America has endured many catastrophic events since the end of the Second World War, 75 years ago. Hurricanes, floods and fires. Assassinations and 9/11. Wars, both Cold and hot.
But the Virus, as we may eventually call it, is different. While it is still in its early stages, and none of us knows how this chapter in our history will end, it isn’t hard to see that it may become our closest equivalent to “the War” and the Great Depression, each of which was, in its time, an existential threat to the country.
Already, we know, that this is something that we will remember for the rest of our lives as a defining moment in our lives and the country’s history.
What raises a threat like this to the level of an existential threat is the presence of these characteristics, all of which are present today: It is deeply destabilizing and unnerving. It presents challenges that we haven’t seen before and have no prepared response to. It involves every American, directly. And it is not possible to see how or when it will end.
Franklin Delano Roosevelt, whose presidency bridged the Depression and the War, understood that the greatest danger to any society faced with an existential threat was panic. “The only thing we have to fear,” he famously said, in his first inaugural address, “is fear itself.”

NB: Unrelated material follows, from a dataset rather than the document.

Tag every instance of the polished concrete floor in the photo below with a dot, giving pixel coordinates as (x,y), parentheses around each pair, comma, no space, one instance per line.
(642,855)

When we were swept into the War, in 1941, Roosevelt also understood that people need stable and strong leadership, reassurance, confidence and hope. The day after the attacks on Hawaii, Roosevelt stirred a shocked and angry nation with his speech to Congress and the nation, in which he said, “No matter how long it may take us to overcome this premeditated invasion, the American people in their righteous might will win through to absolute victory.”

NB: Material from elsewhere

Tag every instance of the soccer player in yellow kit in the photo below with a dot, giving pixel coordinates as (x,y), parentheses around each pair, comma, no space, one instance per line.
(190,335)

The people who endured the Depression and the War – our parents, grandparents and great-grandparents – have some things to share with us about fear and determination and unity. They know something, first hand, about what we’re experiencing today, and about not knowing where the bottom is, or how this story will end.
We know that the Depression finally ended with the onset of the War, and that the American economy continued to grow for decades thereafter. But they didn’t.

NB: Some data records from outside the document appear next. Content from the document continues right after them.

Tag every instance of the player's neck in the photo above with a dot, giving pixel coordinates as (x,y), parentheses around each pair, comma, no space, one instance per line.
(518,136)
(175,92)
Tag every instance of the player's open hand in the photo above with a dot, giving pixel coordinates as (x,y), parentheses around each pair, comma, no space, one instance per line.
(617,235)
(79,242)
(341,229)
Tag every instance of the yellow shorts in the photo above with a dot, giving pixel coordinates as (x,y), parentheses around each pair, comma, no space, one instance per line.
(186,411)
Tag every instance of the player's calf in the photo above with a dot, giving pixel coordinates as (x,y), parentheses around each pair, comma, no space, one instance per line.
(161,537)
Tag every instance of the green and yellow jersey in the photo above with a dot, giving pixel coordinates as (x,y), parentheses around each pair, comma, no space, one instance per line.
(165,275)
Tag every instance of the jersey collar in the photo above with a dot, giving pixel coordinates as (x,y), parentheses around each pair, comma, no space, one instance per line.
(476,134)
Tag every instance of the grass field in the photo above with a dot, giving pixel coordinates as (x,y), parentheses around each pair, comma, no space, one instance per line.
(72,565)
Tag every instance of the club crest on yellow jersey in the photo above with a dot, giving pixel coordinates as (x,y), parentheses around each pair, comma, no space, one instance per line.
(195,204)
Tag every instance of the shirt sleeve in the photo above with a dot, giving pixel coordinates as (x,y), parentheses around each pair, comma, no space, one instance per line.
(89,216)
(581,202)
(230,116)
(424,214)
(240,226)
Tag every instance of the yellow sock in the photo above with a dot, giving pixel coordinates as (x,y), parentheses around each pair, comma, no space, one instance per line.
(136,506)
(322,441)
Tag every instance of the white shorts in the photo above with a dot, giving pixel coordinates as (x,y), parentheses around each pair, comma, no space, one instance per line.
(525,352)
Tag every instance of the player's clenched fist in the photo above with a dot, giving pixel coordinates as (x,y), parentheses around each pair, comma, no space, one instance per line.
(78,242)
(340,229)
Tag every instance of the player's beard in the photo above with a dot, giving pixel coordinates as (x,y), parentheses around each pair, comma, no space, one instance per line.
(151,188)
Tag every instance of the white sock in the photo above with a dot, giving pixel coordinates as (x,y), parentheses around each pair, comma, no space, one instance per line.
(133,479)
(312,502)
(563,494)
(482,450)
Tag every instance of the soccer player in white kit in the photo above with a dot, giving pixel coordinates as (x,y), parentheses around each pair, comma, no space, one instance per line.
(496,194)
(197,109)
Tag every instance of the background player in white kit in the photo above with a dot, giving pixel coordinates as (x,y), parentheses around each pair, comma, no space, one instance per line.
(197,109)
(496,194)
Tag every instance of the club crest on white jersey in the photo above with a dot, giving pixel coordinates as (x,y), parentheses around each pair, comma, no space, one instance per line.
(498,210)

We know the War ended with Hitler dead in a bunker in Berlin, and Japan’s emperor surrendering. But Americans, until late in the War, didn’t know if or when we would win.
The people who lived through those experiences were gripped with the same kind of fear that many of us feel now. Was this the new order of things, they must have wondered? Is this the way the future will look? Will we, and our children, be able to survive in this new world? Is God still on our side?
What would the people of those times say to us, to help us get through this crisis? They’d say that this is a time for calm strength and determination, not hysteria and selfishness. They’d urge us to overcome our old divisions in favor of a new unity. And they would remind us that however dark the days ahead may seem, a new kind of national purpose can arise from these collective threats, as it did with theirs.
The Depression led directly to a renewed desire to care for each other, like Social Security and unemployment insurance. The War gave us a sense that we were truly a nation, of varied backgrounds and beliefs, to be sure, rather than a loose combination of states, regions, cultures, races and interests. That, in turn, led to national actions that ranged from giving veterans access to colleges and their own homes, an interstate highway system and progress on race relations, reducing poverty and cleaning our air and water.
Most of all, what the people of the Great Depression and World War II would say to us is this: Reject those who would exploit your differences and fears for their own gain, whether personal or political. Turn instead, they would say, to each other.